Cellulose nanofiber (CNF) is a naturally derived nanomaterial known for its low thermal conductivity, making it an eco-friendly candidate for thermoelectric applications. This study explores the development of a CNF–graphene/Bi₂Te₃ nanocomposite thermoelectric material fabricated via electrodeposition using a three-electrode potentiostat setup. Electrolyte solutions containing nitric acid, bismuth-telluride ions, graphene, and varying CNF concentrations (0.5–2.0 g/L) were prepared to investigate CNF incorporation.
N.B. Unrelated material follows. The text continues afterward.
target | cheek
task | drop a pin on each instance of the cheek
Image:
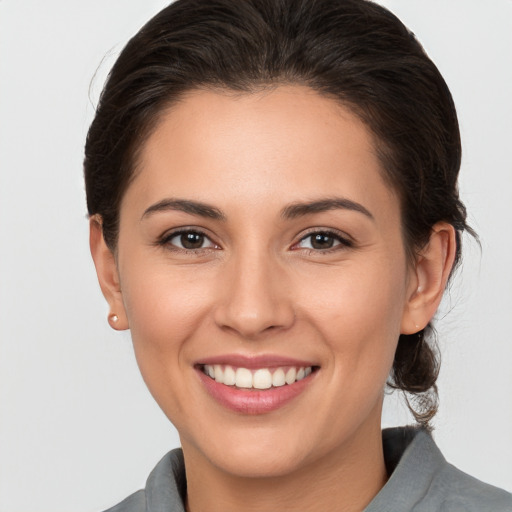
(164, 306)
(358, 310)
The resulting films exhibited uniform distribution of CNF and graphene, with CNF content reaching up to 7.17 wt%. The Bi/Te atomic ratio remained stable (within 3.0 % of the stoichiometric Bi₂Te₃ phase), and the average grain size was reduced by ~35 % compared to pristine Bi₂Te₃ , enhancing phonon scattering and electron mobility. X-ray diffraction (XRD) confirmed the rhombohedral Bi₂Te₃ (R3-m) structure with characteristic (1010), (015), and (110) peaks. No CNF or graphene peaks were detected, indicating successful incorporation without the formation of separate crystalline phases. Increasing CNF content reduced and broadened the (1010) peak, with crystallite size decreasing from 32.2 nm to 21.3 nm (CNF–III). A slight shift toward higher 2θ in CNF–III suggests interfacial strain and hybrid structural interactions. These structural modifications—grain refinement, disrupted long-range crystallinity, and interfacial effects—are expected to enhance thermoelectric performance by reducing lattice thermal conductivity and improving charge transport. The CNF–graphene/Bi₂Te₃ hybrid film thus demonstrates strong potential for next-generation thermoelectric materials.